Coming through the storm

A little while ago - this afternoon, in fact - I was asked to describe my feelings about the Obama victory for a magazine article. I struggled a bit and came up with this:

"After almost two weeks, I still find it difficult to put the feeling of this victory into words. The first thing I’d say is that it didn’t feel like a victory – it was not a feeling of triumph over an adversary. It was more a feeling of immense joy combined with relief."

Relief is an underrated feeling. When one feels it, it means that things have reverted to how they are supposed to be, or how one hopes they will be. Relief is a type of happiness, in effect. But it's a type of happiness that is easy to overlook and easy to take for granted.

Relief can only be measured in terms of some type of distress that has lately vanished, but whose impression is still strong. Relief is as much an absence as a presence. It is the sudden absence of fear or worry or perplexity or pain.

As I muddle through the aftermath of my immense relief at the outcome of this election, I am coming to realize something new - namely, that this election was actually about the past as much as about the present and the future.

Here's what I mean: our nation has always been about hope and change (I wrote this on election day without fully recognizing all the implications).

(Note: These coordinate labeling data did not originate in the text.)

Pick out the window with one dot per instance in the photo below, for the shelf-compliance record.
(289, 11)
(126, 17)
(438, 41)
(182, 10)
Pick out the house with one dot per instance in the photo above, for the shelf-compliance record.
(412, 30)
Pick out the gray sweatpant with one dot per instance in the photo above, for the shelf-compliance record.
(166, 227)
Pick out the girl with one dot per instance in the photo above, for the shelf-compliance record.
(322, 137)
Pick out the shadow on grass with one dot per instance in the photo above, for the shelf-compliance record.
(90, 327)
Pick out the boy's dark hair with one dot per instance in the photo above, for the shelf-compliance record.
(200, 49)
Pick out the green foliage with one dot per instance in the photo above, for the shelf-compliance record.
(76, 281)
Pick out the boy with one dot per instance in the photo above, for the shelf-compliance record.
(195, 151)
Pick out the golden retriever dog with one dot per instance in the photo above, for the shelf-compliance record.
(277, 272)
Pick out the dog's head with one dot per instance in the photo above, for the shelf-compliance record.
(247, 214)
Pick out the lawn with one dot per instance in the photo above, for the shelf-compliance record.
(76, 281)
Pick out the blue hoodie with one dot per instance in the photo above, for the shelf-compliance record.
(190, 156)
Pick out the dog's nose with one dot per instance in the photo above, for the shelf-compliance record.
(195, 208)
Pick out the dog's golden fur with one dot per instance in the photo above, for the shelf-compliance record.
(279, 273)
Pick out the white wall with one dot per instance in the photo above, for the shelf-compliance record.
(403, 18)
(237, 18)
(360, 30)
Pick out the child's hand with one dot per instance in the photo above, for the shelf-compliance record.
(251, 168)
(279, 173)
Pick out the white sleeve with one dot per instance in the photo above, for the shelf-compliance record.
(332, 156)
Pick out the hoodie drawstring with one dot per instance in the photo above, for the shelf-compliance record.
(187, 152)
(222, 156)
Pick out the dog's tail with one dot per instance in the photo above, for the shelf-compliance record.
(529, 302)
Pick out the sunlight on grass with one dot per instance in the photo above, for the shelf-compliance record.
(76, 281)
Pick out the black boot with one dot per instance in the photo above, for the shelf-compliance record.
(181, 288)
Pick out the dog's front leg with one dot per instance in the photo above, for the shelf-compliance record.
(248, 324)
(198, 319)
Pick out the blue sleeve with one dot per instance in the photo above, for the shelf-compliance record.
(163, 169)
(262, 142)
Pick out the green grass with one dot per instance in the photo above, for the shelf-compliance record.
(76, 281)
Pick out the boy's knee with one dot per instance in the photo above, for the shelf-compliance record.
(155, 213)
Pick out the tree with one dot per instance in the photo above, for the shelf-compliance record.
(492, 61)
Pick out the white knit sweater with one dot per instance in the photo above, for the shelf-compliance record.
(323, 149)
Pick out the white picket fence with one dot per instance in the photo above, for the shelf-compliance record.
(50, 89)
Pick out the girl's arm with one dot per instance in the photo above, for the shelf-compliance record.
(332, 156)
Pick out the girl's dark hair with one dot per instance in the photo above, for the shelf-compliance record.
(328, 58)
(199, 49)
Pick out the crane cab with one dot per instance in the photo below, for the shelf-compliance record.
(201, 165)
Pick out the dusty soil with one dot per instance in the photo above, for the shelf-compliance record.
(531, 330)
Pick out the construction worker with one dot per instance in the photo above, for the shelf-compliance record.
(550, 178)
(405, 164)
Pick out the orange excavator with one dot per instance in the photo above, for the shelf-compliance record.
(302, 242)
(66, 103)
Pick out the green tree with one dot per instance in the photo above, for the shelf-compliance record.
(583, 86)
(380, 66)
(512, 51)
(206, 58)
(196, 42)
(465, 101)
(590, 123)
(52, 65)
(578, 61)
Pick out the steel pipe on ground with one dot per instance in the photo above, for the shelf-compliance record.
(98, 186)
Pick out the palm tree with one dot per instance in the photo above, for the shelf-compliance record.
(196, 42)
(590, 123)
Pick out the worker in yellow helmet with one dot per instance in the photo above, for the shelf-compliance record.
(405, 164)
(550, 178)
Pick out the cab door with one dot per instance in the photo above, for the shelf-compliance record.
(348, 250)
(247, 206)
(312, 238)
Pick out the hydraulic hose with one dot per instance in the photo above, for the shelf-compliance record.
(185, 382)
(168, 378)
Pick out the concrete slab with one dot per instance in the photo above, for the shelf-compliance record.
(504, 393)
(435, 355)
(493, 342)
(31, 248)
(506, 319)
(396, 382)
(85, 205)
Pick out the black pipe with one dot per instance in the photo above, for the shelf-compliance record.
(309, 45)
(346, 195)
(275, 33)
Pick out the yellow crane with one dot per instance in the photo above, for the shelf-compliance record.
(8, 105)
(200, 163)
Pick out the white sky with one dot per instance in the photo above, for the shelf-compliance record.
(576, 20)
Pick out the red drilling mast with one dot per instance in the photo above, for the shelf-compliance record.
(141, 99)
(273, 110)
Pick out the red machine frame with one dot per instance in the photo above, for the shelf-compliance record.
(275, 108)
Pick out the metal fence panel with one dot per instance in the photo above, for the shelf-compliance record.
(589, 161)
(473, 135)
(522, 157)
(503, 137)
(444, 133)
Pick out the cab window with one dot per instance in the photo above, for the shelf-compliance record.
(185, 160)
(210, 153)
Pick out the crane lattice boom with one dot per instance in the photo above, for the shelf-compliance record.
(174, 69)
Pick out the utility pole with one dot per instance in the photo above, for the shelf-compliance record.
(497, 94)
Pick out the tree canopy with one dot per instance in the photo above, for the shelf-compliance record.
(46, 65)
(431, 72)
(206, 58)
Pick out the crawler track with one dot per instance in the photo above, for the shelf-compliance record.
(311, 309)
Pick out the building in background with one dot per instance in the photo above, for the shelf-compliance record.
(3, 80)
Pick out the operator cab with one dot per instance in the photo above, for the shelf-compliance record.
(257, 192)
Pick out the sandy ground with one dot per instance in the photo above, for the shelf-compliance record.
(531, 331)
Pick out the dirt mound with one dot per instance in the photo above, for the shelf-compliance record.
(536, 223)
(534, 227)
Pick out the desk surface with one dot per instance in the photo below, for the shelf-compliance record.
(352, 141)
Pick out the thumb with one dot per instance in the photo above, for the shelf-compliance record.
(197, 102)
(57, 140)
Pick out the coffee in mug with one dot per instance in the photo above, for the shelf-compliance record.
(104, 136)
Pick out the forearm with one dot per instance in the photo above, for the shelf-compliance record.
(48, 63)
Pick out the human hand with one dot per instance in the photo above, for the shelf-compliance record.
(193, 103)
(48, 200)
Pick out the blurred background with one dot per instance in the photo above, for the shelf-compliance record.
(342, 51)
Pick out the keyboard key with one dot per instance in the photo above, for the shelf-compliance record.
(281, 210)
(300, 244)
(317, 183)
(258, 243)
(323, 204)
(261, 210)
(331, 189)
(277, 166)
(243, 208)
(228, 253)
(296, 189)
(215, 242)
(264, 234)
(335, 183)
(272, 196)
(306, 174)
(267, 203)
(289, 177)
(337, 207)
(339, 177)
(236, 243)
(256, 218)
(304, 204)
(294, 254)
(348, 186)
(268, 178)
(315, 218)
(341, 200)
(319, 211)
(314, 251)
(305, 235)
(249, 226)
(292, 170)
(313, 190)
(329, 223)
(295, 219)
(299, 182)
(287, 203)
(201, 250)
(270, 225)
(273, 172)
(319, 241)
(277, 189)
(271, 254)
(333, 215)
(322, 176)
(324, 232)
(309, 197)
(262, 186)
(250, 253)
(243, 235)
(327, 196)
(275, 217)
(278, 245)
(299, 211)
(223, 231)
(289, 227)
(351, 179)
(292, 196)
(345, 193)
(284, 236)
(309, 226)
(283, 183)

Our nation has always been about optimism and toleration and ingenuity and courage and exuberance and generosity. Barack Obama is so new a figure on the American scene, and yet he is typical and traditional in his appeal to these essential qualities.

Obama's campaign and election represent a return to perennial American themes as much as the progress towards some great and promising future. At least for me. When I say it's a relief, I am not saying something trivial or light.

I think we had lost our way as a nation. And now I think we have come back to our proper course, like a ship that has come through a typhoon. The ship is battered, the sails are shredded, the main mast has snapped in two. But the seas today are calm and the sun is glorious. And we are alive. Alive!